А Гурий Тушин в те годы состроил несколько новых бесценных книг: "Ирмологий нотный", прекрасного письма, свидетельствующий о высочайшей музыкальной образованности Гурия, с добавлением святоотеческих статей Исаака Сирина и Нила Сорского. "Соборник" из творений Василия Великого, Феодосия Великого, Иллариона Великого, Нила Сорского и других, где поместил и "проложное житие Кирилла Белозерского". "Соборник", включающий житие Макария Египетского и чудеса великомучеников Бориса и Глеба. "Житие Саввы Сербского", "Пророчества елинских мудрецов", в коих собрал изречения о Троице, о божественности Христа и воплощении его от девы Марии, приписываемые античным писателям и философам Платону, Аристотелю, Гомеру, Еврипиду, Пифагору...
Вассиан дописывал свою нестяжательскую "Кормчую", и они не единожды спрашивали, когда же, наконец, прочтут ее целиком. Отдельные-то главы читали, и его "Слово ответное" Иосифу Волоцкому тоже читали, и Соломония удивленно сказала тогда, как "кусательно" он, оказывается, пишет. Они смеялись этому слову, но решили, что оно точное.
* * *
- А ты читал Аристотеля? - спросил как-то Василий митрополита при ней и Вассиане.
- Читал, - ответствовал Варлаам.
- И все понял?
- Пожалуй.
- А я начал да бросил. Не мог чтеца слушать. Бу-бу-бу! Бу-бу-бу! - на меня как дурман какой наползает, голова туманится, слова слышу, а не понимаю, глаза слипаются - и уснул. Бу-бу-бу! Бу-бу-бу!.. И другой раз так же, и третий - чую, неладное: наваждение, ворожба книжная. Вспомнил, что еретик Федька Курицын тоже читывал Аристотеля, я знаю. Вся его бесовская шайка читывала - доподлинно знаю. А Вассьян нахваливает, меня заставляет, и ты, святейший, оказывается, читал, и Нил, как сказывал. Как же так, если дурман и еретики? Как?
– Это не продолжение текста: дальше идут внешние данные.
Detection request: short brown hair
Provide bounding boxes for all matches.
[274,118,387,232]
- Нет в нем никакого дурмана, - заулыбался Вассиан.
И митрополит улыбнулся.
Великий князь явно хитрил: слишком трудным, мудреным оказался для него Аристотель, он ничего не понимал, только соловел и засыпал от скуки, но, дабы скрыть это, приплел Курицына, бесовщину и дурман.
- Основное, что Аристотель объясняет: как устроен мир, как его познавать и какое значение в сем разума, - начал Вассиан. - Разум, ум самое главное в мире.
- Не Бог?! - едко вопросил Василий.
- А ум и есть Бог, по Аристотелю.
- Да, да. Существует Мировой Ум, - подхватил Варлаам. - А душа - это движитель ума, он душой движется - это и есть жизнь. Тело умирает, а душа остается, возносясь к высшей жизни - жизни Ума-Бога, который бессмертен и движет всем.